Einheitsübersetzung 2016
VIERTES LIED
1Weh, wie glanzlos ist das Gold, / gedunkelt das köstliche Feingold,
hingeschüttet die heiligen Steine / an den Ecken aller Straßen!2Die kostbaren Kinder Zions, / aufgewogen mit reinem Gold,
weh, wie Krüge aus Ton sind sie geachtet, / wie Werk von Töpferhand.3Selbst Schakale reichen die Brust, / säugen ihre Jungen.
Die Tochter, mein Volk, ist grausam geworden / wie Strauße in der Wüste.4Des Säuglings Zunge klebt / an seinem Gaumen vor Durst.
Kinder betteln um Brot; / keiner bricht es ihnen.5Die einst Leckerbissen schmausten, / verschmachten auf den Straßen.
Die einst auf Purpur lagen, / klammern sich jetzt an Unrat.6Größer ist die Schuld der Tochter, meines Volkes, / als die Sünde Sodoms,
das plötzlich vernichtet wurde, / ohne dass eine Hand sich rührte.7Ihre Vornehmen waren reiner als Schnee, / weißer als Milch,
ihr Leib rosiger als Korallen, / saphirgleich ihre Gestalt.8Schwärzer als Ruß sehen sie aus, / man erkennt sie nicht auf den Straßen.
Ihre Haut schrumpft ihnen am Leib, / trocken wie Holz ist sie geworden.9Besser die vom Schwert Getöteten / als die vom Hunger Getöteten;
sie sind verschmachtet, / vom Missertrag der Felder getroffen.10Die Hände liebender Frauen / kochten die eigenen Kinder.
Sie dienten ihnen als Speise / beim Zusammenbruch der Tochter, meines Volkes.11Randvoll gemacht hat der HERR seinen Grimm, / ausgegossen seinen glühenden Zorn.
Er entfachte in Zion ein Feuer, / das bis auf den Grund alles verzehrte.12Kein König eines Landes, kein Mensch auf der Erde / hätte jemals geglaubt,
dass ein Bedränger und Feind / durchschritte die Tore Jerusalems.13Wegen der Sünden ihrer Propheten, / wegen der Verfehlung ihrer Priester,
die in ihrer Mitte vergossen haben / das Blut von Gerechten,14wanken sie blind durch die Gassen, / besudelt mit Blut,
sodass man nicht berühren mag / ihre Kleider.15Fort, unrein!, ruft man ihnen zu. / Fort, fort! Rührt nichts an!

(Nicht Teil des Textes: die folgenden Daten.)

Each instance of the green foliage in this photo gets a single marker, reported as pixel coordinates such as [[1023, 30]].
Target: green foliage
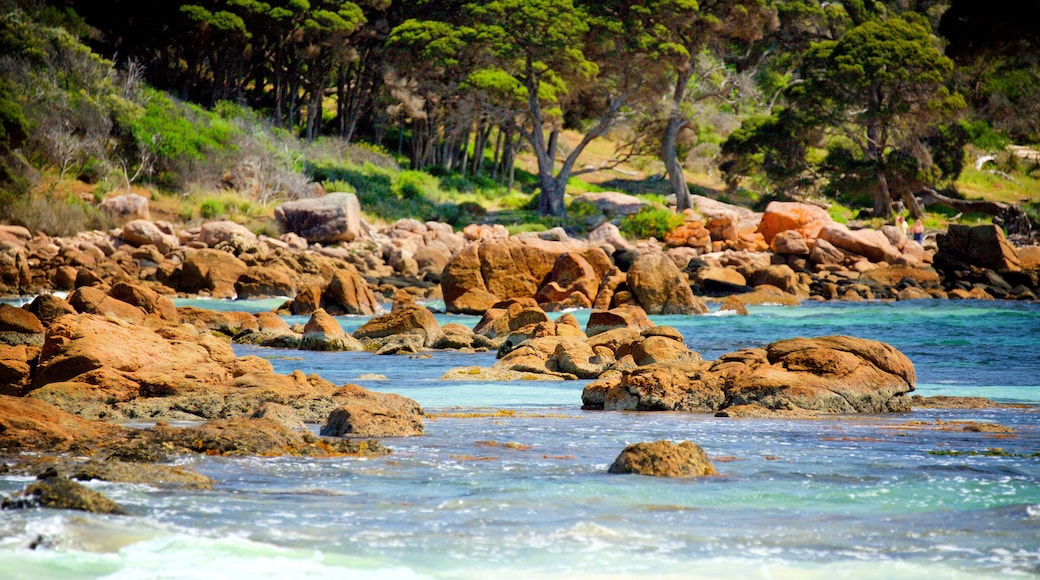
[[650, 221], [984, 136], [179, 132], [411, 185]]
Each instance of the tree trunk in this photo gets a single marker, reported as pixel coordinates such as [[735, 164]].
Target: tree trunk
[[669, 153], [911, 203], [882, 196]]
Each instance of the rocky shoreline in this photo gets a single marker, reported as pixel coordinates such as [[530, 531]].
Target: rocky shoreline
[[117, 349]]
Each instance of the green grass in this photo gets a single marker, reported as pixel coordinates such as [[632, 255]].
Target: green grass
[[976, 184]]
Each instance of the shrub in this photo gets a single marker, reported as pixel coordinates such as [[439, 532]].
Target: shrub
[[57, 216], [411, 184], [650, 221]]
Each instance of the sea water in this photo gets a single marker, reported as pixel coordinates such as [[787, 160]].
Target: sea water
[[510, 479]]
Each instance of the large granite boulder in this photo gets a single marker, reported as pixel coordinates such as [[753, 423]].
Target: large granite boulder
[[214, 233], [102, 368], [489, 271], [16, 277], [144, 232], [126, 207], [28, 424], [833, 374], [984, 246], [407, 317], [804, 218], [330, 218], [369, 414], [873, 244], [211, 270], [508, 316], [664, 458], [660, 287], [348, 293], [265, 282], [828, 374], [87, 299], [323, 333]]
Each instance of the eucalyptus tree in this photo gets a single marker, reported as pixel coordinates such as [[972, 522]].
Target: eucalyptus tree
[[678, 33], [882, 86]]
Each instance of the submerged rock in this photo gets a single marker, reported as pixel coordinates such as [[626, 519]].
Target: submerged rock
[[664, 458], [60, 493]]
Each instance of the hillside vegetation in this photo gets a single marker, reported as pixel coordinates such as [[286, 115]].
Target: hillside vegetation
[[461, 112]]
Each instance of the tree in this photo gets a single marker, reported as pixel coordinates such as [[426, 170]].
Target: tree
[[880, 86], [678, 31]]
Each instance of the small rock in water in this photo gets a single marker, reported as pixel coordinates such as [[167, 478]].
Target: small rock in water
[[61, 493], [664, 458]]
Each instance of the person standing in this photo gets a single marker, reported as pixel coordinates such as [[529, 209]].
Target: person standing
[[904, 227]]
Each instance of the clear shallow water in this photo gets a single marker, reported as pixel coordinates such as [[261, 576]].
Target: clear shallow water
[[527, 495]]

Da fliehen sie, da wanken sie. / Unter den Völkern sagt man: / Sie dürfen nicht länger bleiben.16Das Angesicht des HERRN hat sie zerstreut, / er schaut sie nicht mehr an.
Keine Ehrfurcht zollte man den Priestern, / die Ältesten fanden keine Gnade.17Als wir uns noch die Augen nach Hilfe für uns ausschauten, / war es umsonst.
Auf unserer Warte spähten wir nach einem Volk, / das dann doch keine Hilfe brachte.18Man stellte unseren Schritten nach, / wir konnten nicht auf die Straßen.
Unser Ende war nah, die Tage voll, / ja, unser Ende kam.19Schneller waren unsere Verfolger / als Adler am Himmel.
Sie jagten uns auf den Bergen, / lauerten uns auf in der Wüste.20Unser Lebensatem, der Gesalbte des HERRN, / ist gefangen in ihren Gruben.
Wir aber hatten gedacht: / In seinem Schatten werden wir leben unter den Völkern.21Juble nur und freue dich, Tochter Edom, / die du wohnst im Lande Uz.
Auch zu dir wird der Becher kommen, / du wirst dich betrinken und dich entblößen.22Zu Ende ist deine Schuld, Tochter Zion; / nicht wieder führt er dich in Verbannung.
Deine Schuld sucht er heim, Tochter Edom, / deckt deine Sünden auf.